When ALLOCATE is used, the data set is allocated to the job step. If your job contains multiple allocations, you might need to use the DYNAMNBR parameter on the job control language (JCL) EXEC statement. DYNAMNBR establishes a control limit used by TMP when allocating a data set. The control limit is the number of data definition (DD) statements that are coded plus the value coded in DYNAMNBR. If you do not use DYNAMNBR, the system sets it to 0 (the default). If you code DYNAMNBR incorrectly, the system uses the default and issues a JCL warning message. See z/OS MVS JCL User's Guide for a description of how to code the DYNAMNBR parameter. For an example illustrating the use of DYNAMNBR, see Allocate a Data Set Using SMS Class Specifications: Example 1.

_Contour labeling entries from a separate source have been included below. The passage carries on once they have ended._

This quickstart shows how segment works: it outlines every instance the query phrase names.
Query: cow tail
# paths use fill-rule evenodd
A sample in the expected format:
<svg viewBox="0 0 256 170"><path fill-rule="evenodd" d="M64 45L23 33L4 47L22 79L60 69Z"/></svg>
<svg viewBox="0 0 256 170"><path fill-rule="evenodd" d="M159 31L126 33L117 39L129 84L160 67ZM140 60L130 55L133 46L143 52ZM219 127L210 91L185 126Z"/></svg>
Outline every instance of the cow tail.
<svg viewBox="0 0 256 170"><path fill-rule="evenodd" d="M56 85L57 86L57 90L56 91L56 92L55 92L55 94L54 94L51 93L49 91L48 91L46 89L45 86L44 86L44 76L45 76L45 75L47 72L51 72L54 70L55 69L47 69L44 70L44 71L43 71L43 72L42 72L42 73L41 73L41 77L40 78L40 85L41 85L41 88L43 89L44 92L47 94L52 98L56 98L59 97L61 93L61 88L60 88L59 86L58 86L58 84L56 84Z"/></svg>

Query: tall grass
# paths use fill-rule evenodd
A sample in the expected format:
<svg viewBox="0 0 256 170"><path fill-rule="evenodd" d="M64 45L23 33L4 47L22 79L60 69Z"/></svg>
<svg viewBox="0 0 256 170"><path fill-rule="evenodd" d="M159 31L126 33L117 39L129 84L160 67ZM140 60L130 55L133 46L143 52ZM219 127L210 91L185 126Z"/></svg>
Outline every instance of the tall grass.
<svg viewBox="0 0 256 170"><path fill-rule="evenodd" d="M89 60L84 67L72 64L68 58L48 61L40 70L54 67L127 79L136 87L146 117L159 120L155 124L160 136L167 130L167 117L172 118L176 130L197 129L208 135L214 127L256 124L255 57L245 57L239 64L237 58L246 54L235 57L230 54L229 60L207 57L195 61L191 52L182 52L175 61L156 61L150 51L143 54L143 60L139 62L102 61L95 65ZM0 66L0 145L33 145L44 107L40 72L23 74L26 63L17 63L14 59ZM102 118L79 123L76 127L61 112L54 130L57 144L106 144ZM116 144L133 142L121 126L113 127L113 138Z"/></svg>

When you use the ALLOCATE command within access method services, you must use the data set naming conventions of the TSO Service Facility, where the default prefix is the userid:
  • If you do not want the userid to be prefixed as a high level qualifier to the data set name, enclose the data set name in quotes.
  • If the data set name is not enclosed in quotes, the userid will be added as the data set's high level qualifier.
The TSO environment established by Allocate will only be terminated at step end. This may affect applications running ALLOCATE via the PPI in which the step may continue to perform other processes and additional allocations.

For information about the naming conventions of TSO and other considerations when you use access method services commands from a TSO background job, see z/OS TSO/E User's Guide. For information about the USER parameter and its Resource Access Control Facility (RACF®) requirements, see z/OS MVS JCL Reference.

You can use the ALLOCATE command to define data set attributes in several ways:
  • You can use the Storage Management Subsystem (SMS) parameters STORCLAS, MGMTCLAS, and DATACLAS. You can either define these parameters explicitly, or you can let them default to use the parameters assigned by the ACS routines that your storage administrator defines. Contact your storage administrator for information about storage administration policies and about how the ACS routines might apply.

    You cannot override attributes that the STORCLAS and MGMTCLAS parameters assign. You can override attributes that the DATACLAS parameter assigns. For example, if you use both the DATACLAS parameter and the SPACE parameter, SMS assigns all the attributes defined in the DATACLAS, but uses the values you defined in the SPACE parameter when allocating the data set.

  • You can use the LIKE parameter to allocate a data set with the same attributes as an existing (model) data set. The model data set must be a cataloged data set. You can override any of the model data set attributes by stating them in the ALLOCATE command.
  • You can identify a data set and explicitly describe its attributes.